Le pouvoir de cette phrase, c’est que par sa simplicité grossière, elle gagne aisément les esprits. Elle aspire les fantasmes et la peur. L’idée que les frontières soient closes et que les États chassent les réfugié·es en rassure certain·es. L’immigration serait une menace sans pareille, et les gens en viennent à surévaluer le nombre de personnes immigrées dans le pays par rapport à ce qu’il en est réellement. Et cette formule, « On ne peut pas accueillir toute la misère du monde », se présente comme le couperet qui viendrait mettre une fin prématurée à toute discussion à ce sujet.

Ce n’est évidemment pas aussi simple. Mais pour démonter ce discours, il faut tout de même disposer de quelques outils – un peu comme avec les fake news, qui peuvent très bien se baser sur une unique affirmation pour faire l’effet d’une bombe, alors qu’il faudra ensuite user de recherches et d’explications intelligibles pour les défaire. Et l’exercice peut-être frustrant quand l’affirmation est chargée de mauvaise foi rhétorique et de fourberies sémantiques, en plus d’être simplement fausse. Il y a donc des choses à contextualiser, et les outils démystificateurs Tevanian et Stevens les donnent dans leur livre.

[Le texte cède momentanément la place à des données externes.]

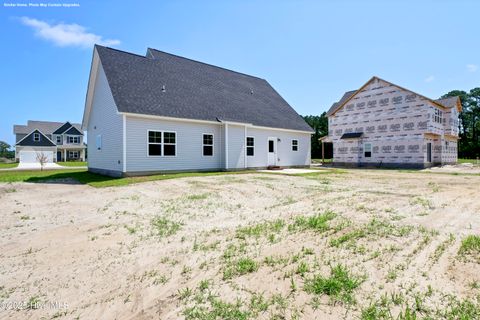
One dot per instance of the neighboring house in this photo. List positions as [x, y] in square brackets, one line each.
[382, 124]
[58, 141]
[161, 112]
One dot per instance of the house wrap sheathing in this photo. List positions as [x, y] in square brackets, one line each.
[383, 124]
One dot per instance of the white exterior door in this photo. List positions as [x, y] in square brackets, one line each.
[31, 156]
[272, 151]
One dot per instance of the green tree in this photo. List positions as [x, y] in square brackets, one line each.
[469, 124]
[320, 125]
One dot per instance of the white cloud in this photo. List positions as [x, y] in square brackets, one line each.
[472, 67]
[429, 79]
[64, 35]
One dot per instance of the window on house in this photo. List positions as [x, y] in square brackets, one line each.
[73, 139]
[294, 145]
[169, 144]
[73, 154]
[250, 146]
[208, 144]
[98, 142]
[162, 143]
[154, 143]
[438, 116]
[368, 150]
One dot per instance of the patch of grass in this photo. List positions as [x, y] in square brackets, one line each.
[164, 227]
[99, 181]
[339, 285]
[318, 222]
[72, 164]
[239, 267]
[260, 229]
[427, 204]
[195, 197]
[8, 165]
[470, 244]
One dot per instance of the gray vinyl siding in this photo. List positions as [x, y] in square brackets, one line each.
[105, 121]
[285, 155]
[20, 136]
[236, 147]
[189, 145]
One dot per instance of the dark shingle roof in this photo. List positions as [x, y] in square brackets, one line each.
[73, 131]
[46, 127]
[167, 85]
[63, 128]
[28, 141]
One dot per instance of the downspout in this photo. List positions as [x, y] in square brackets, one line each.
[124, 161]
[226, 146]
[245, 148]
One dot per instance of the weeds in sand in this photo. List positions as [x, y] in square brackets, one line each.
[427, 204]
[239, 267]
[442, 247]
[470, 244]
[339, 285]
[260, 229]
[165, 227]
[196, 197]
[434, 186]
[33, 302]
[318, 222]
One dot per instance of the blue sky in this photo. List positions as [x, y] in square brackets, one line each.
[310, 51]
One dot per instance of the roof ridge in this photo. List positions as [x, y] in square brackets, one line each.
[122, 51]
[204, 63]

Chiffres à l’appui, les deux auteurs mentionnent notamment la carotte derrière l’excuse du manque de moyens financiers dont disposent les (riches) pays d’Europe. Comme c’est parfois le cas concernant d’autres fléaux, il est en fait ici question de détournement. C’est le même mécanisme qu’on peut retrouver quand on pointe du doigt les chômeur·ses comme responsables du trou dans les caisses de l’État, alors qu’on ferme les yeux sur ce que l’évasion fiscale (et autres filouteries apparentées) provoquent comme manque à gagner pour la société. Concernant les migrations, une récente étude de l’OCDE (L’Organisation de coopération et de développement économiques) avance même que « dans tous les pays, la contribution des immigré·es sous la forme d’impôts et de cotisations est supérieure aux dépenses que les pays consacrent à leur protection sociale, leur santé et leur éducation ».

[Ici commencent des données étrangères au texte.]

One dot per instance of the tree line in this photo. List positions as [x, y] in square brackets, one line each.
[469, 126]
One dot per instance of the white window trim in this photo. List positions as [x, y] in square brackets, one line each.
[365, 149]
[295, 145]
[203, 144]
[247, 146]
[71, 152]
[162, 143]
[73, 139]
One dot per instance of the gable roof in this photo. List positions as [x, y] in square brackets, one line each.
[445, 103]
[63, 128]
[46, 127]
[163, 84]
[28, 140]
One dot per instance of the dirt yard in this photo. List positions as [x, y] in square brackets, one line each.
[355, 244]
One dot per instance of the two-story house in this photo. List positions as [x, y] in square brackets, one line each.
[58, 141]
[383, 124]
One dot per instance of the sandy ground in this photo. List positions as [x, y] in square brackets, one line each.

Dans le chapitre « Accueillir », le livre s’attarde sur la dimension intime de ce verbe et la façon dont il fait écho à l’individu. « Accueillir » appelle une dimension qui implique par défaut un effort personnel à « offrir » à la personne exilée – « l’autre », par opposition au « nous ». Sauf qu’ici, en plus de convoquer des concepts et éléments rhétoriques propres à la droite et à l’extrême droite (« On est chez nous »), les deux auteurs expliquent en quoi le verbe « accueillir » est l’objet d’une transformation spécieuse qui « travestit l’enjeu du débat », puisqu’il a pour conséquence d’amener l’individu à se sentir dépassé face à cette mission. Or, cette mission n’existe pas. Même si certain·es le font, il n’a jamais été demandé aux citoyen·nes de fournir un quelconque effort d’hébergement, de soutien ou de soins aux réfugié·es, aux migrant·es. Le truc, c’est qu’en mettant l’accent sur ce qu’implique le terme « accueil » à titre individuel, celui de la prise en charge personnelle, on prive le débat public de la vraie question : celle de la responsabilité de l’État.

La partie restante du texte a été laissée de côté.